Noi donne
- Former editors: Fidia Gambetti; Maria Antonietta Macciocchi;
- Categories: Feminist magazine
- Frequency: Monthly
- Founder: Valentina Palumbo
- Founded: 1944
- First issue: July 1944
- Country: Italy
- Based in: Rome
- Language: Italian
- Website: Noi donne
- ISSN: 0029-0920
- OCLC: 29807409

= Noi donne =

Italian feminist magazine

Noi donne (We Women) is a monthly feminist magazine published in Rome, Italy. It is one of the most significant feminist publications in the country.

==History and profile==
Noi donne was illegally published between 1937 and 1939 in Paris by the Italian women exiled there before its official start in 1944. Its publication was possible only after the liberation of Rome and the first issue appeared in Naples in July 1944. The founders led by Valentina Palumbo and Adele Cambria were communist women. In the period between 1952 and 1953 the number of the pages was 48.

The headquarters of the magazine was moved from Naples to Rome. From 1945 to the 1990s it was the official magazine of the Unione Donne in Italia (UDI, Union of Women in Italy; then named Unione Donne Italiane, Union of Italian Women).
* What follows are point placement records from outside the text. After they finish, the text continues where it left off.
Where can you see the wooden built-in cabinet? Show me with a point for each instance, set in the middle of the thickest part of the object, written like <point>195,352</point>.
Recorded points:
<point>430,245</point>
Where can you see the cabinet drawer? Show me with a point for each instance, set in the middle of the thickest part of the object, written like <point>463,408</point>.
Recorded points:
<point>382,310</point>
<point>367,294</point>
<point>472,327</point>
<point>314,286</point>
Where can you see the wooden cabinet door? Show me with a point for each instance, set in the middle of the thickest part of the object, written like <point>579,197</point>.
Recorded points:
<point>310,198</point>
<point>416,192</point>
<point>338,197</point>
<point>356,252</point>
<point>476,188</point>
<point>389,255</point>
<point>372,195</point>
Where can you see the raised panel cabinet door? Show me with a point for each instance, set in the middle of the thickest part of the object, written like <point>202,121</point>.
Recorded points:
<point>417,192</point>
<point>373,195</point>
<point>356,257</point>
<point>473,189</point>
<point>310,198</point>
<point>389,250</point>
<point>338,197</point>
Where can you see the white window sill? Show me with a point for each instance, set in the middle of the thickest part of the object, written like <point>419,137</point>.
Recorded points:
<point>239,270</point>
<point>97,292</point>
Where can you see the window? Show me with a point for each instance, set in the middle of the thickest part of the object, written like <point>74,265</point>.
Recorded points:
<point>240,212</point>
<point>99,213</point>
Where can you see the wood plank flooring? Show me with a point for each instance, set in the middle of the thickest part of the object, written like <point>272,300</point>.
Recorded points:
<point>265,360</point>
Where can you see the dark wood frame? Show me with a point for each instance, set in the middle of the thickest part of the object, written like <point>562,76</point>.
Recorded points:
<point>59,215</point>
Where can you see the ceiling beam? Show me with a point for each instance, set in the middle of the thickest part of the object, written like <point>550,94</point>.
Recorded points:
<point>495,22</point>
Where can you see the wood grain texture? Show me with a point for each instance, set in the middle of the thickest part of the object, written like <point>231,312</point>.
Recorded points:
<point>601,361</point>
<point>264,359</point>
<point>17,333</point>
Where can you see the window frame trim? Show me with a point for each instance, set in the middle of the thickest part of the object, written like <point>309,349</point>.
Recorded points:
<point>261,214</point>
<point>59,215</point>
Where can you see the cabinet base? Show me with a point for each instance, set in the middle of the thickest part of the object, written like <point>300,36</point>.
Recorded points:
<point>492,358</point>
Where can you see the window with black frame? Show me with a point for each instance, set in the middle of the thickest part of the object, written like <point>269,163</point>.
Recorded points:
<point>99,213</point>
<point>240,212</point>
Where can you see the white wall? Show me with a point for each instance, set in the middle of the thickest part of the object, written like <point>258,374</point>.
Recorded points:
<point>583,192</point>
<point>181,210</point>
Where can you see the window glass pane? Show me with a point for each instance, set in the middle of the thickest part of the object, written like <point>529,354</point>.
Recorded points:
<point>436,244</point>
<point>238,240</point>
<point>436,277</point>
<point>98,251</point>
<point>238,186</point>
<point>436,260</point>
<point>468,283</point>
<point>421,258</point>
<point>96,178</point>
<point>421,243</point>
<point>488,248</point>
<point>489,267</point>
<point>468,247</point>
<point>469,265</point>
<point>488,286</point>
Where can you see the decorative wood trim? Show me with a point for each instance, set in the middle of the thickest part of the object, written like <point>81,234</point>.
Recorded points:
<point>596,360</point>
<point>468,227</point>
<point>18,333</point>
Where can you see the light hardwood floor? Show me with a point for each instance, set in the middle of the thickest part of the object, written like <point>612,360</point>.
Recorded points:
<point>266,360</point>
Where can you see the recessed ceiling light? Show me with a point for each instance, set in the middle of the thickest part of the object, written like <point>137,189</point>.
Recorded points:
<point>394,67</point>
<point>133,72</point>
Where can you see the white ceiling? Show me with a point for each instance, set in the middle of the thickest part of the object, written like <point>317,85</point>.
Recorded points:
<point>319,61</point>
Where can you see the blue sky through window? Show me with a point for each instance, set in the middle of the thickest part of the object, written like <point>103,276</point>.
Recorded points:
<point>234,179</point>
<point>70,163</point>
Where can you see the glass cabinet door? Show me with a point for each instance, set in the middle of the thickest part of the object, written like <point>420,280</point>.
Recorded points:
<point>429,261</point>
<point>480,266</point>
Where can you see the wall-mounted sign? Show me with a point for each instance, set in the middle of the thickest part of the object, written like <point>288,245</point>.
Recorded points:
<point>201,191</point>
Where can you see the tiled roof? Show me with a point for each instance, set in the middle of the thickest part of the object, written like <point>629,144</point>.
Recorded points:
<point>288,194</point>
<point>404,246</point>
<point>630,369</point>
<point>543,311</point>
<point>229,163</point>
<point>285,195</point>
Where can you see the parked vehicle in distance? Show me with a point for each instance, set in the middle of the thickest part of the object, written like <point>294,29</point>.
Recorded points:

The Union was closely connected to and financed by the Italian Communist Party (PCI).

Noi donne is circulated monthly, and its website was launched in 2004. It was previously published on a weekly basis. The magazine was funded by government funding which temporarily ended in the late 1993.

The magazine sold nearly 300,000 copies in 1952. In the 1970s Noi donne enjoyed higher levels of circulation.

==Content and political stance==
Noi donne was not established as a magazine targeting bourgeois Italian women. Instead, its target audience is women on the left. Maria Casalini claimed that the magazine was instrumental in introducing Italian women to the political arena of democratic Italy. However, at the beginning of the 1950s its focus was on entertainment, daily life and culture. Later, the magazine again began to cover articles on politics, social change, culture, women's equality, violence against women and health. Noi donne also features articles on cinema. In addition, it frequently attacked mainstream women's magazines in Italy.

In 2001 Newsweek described Noi donne as a popular semifeminist magazine. In addition, it was less feminist than other magazines such as Effe and Differenze.

==Editors and contributors==
The editors of Noi donne have been women. Maria Antonietta Macciocchi, an Italian politician and writer, served as the editor of the magazine from 1950 to 1956. She replaced Fidia Gambetti in the post. Bia Sarasini was the cultural editor during the 1990s.

Among its collaborators have been Lea Melandri, Ada Gobetti, Camilla Ravera, Nadia Gallico Spano, Anna Maria Ortese, Marguerite Duras, Giovanna Pajetta, Umberto Eco, Gianni Rodari, Ellekappa, Franca Fossati, Pat Carra, Roberta Tatafiore, Cristina Gentile, Ida Magli, Mariella Gramaglia, Bia Sarasini, Silvia Neonato, Anna Maria Crispino, Nadia Tarantini, Patrizia Carrano, Maria Rosa Cutrufelli, Valentina Savioli, Adriano Sofri, and Rosi Braidotti.